In addition to the violations cited above, we are concerned about your firm’s history of repackaging beta-lactam drug products and non-beta-lactam drugs in the same facility without adequate separation of operations or containment controls (e.g., adequate facility design, differential air pressures, and a monitoring program). We acknowledge your commitment to cease all beta-lactam repackaging operations and outsource them to a contracted repackager.

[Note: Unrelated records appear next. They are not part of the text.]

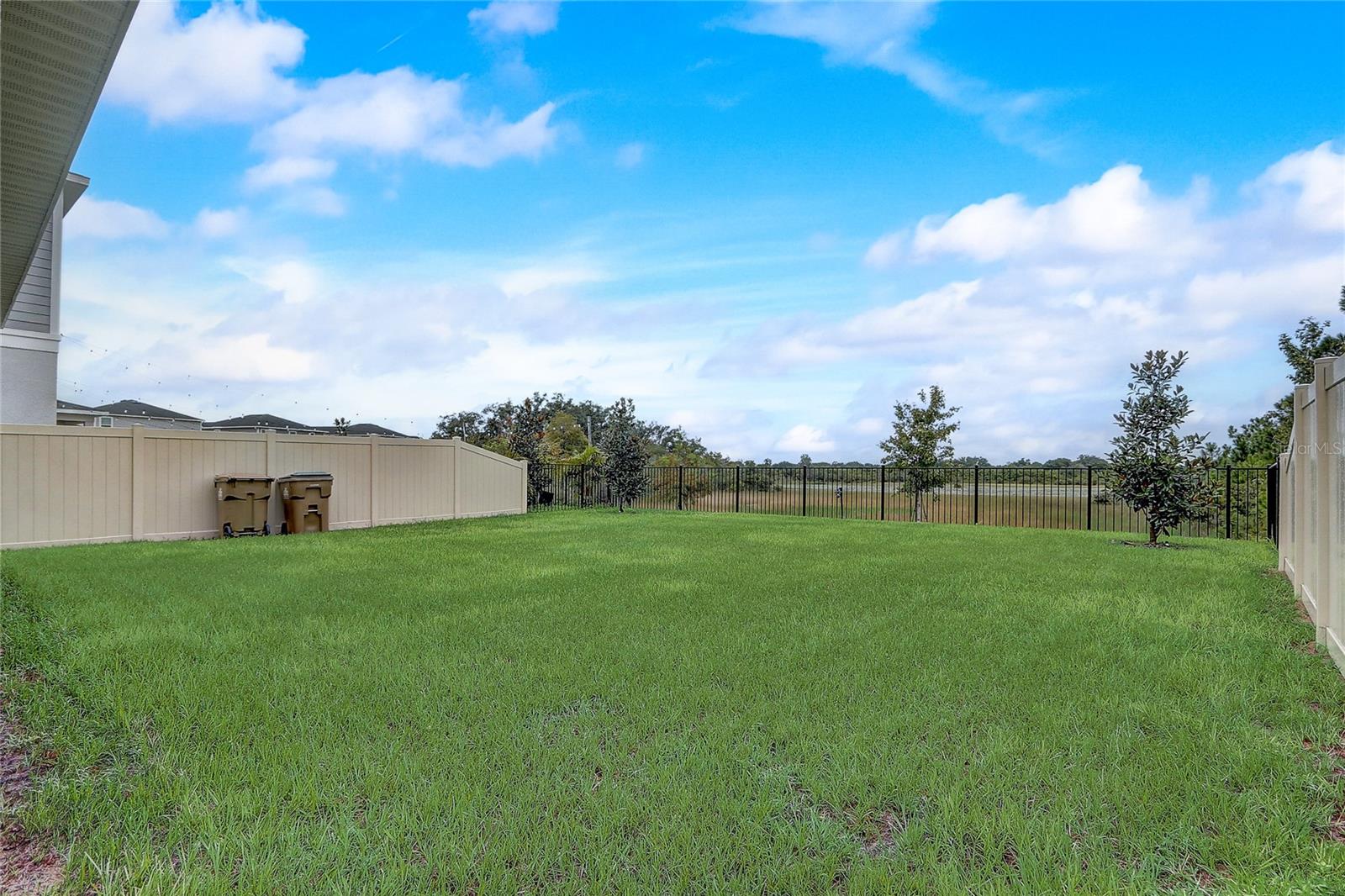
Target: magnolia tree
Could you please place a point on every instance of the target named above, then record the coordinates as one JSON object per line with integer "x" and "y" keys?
{"x": 1161, "y": 472}
{"x": 625, "y": 454}
{"x": 919, "y": 443}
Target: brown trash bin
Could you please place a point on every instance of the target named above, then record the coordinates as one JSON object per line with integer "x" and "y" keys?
{"x": 304, "y": 498}
{"x": 241, "y": 505}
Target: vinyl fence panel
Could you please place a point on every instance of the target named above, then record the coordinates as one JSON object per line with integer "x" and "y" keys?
{"x": 1311, "y": 548}
{"x": 73, "y": 485}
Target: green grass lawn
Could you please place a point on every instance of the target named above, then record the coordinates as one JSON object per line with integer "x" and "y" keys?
{"x": 676, "y": 703}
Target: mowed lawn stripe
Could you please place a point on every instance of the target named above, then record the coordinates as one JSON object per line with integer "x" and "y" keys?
{"x": 676, "y": 703}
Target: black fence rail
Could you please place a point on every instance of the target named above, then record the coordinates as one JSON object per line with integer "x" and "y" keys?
{"x": 1040, "y": 498}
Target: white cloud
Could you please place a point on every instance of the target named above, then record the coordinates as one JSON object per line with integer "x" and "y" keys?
{"x": 630, "y": 155}
{"x": 230, "y": 64}
{"x": 113, "y": 219}
{"x": 315, "y": 199}
{"x": 246, "y": 358}
{"x": 224, "y": 65}
{"x": 1037, "y": 346}
{"x": 887, "y": 250}
{"x": 398, "y": 112}
{"x": 1221, "y": 299}
{"x": 533, "y": 279}
{"x": 1116, "y": 215}
{"x": 804, "y": 439}
{"x": 215, "y": 224}
{"x": 288, "y": 170}
{"x": 884, "y": 37}
{"x": 1316, "y": 182}
{"x": 295, "y": 280}
{"x": 510, "y": 18}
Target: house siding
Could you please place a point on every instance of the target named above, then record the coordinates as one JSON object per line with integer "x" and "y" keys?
{"x": 31, "y": 308}
{"x": 152, "y": 423}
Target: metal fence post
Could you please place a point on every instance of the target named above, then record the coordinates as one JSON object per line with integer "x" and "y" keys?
{"x": 1089, "y": 498}
{"x": 883, "y": 492}
{"x": 975, "y": 495}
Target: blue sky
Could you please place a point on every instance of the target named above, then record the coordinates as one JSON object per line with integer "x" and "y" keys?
{"x": 763, "y": 222}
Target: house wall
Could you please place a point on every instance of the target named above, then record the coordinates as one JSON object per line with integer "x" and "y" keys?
{"x": 31, "y": 309}
{"x": 1311, "y": 503}
{"x": 74, "y": 485}
{"x": 30, "y": 336}
{"x": 27, "y": 380}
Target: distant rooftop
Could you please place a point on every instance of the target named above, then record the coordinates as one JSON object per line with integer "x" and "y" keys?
{"x": 367, "y": 430}
{"x": 260, "y": 421}
{"x": 129, "y": 408}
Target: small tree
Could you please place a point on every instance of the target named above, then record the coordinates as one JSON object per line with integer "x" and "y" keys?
{"x": 1161, "y": 472}
{"x": 524, "y": 428}
{"x": 625, "y": 454}
{"x": 919, "y": 441}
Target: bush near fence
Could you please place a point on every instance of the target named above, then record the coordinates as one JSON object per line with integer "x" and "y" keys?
{"x": 1035, "y": 497}
{"x": 1311, "y": 506}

Please provide documentation to the Agency confirming that your firm ceased beta-lactam repackaging. Moreover, we are concerned about the potential for cross-contamination of products that your firm repackaged and distributed prior to your agreement to cease beta-lactam repackaging operations at the end of February 2012. In particular, although you have a designated “Antibiotic Room” within your production/fill area, your procedures and facilities were insufficient to prevent cross-contamination of non-beta-lactam products by beta-lactams such as penicillin, amoxicillin, and cephalosporin. We are also similarly concerned about the potential hazard presented by any operations that may have permitted cephalosporins to be repacked in the same facility as pencillins. You have not demonstrated how you plan to decontaminate your facility or the actions you will take to address any distributed products in expiry that may have been impacted by the above cross contamination risks.
During the inspection you stated that you would move the cephalosporin repackaging operations to (b)(4), a firm that currently repackages penicillin and amoxicillin under contract for Stat Rx. It is critical that your firm ensure that the contracted site performs beta-lactam repackaging operations in facilities that are segregated from facilities in which non-beta-lactam repacking is performed. Because of the health risks associated with cross-reactivity (cross-sensitivity) of beta-lactams, you should also ensure that the contracted facility (b)(4) has established these stringent controls to assure appropriate facility design provisions for separation.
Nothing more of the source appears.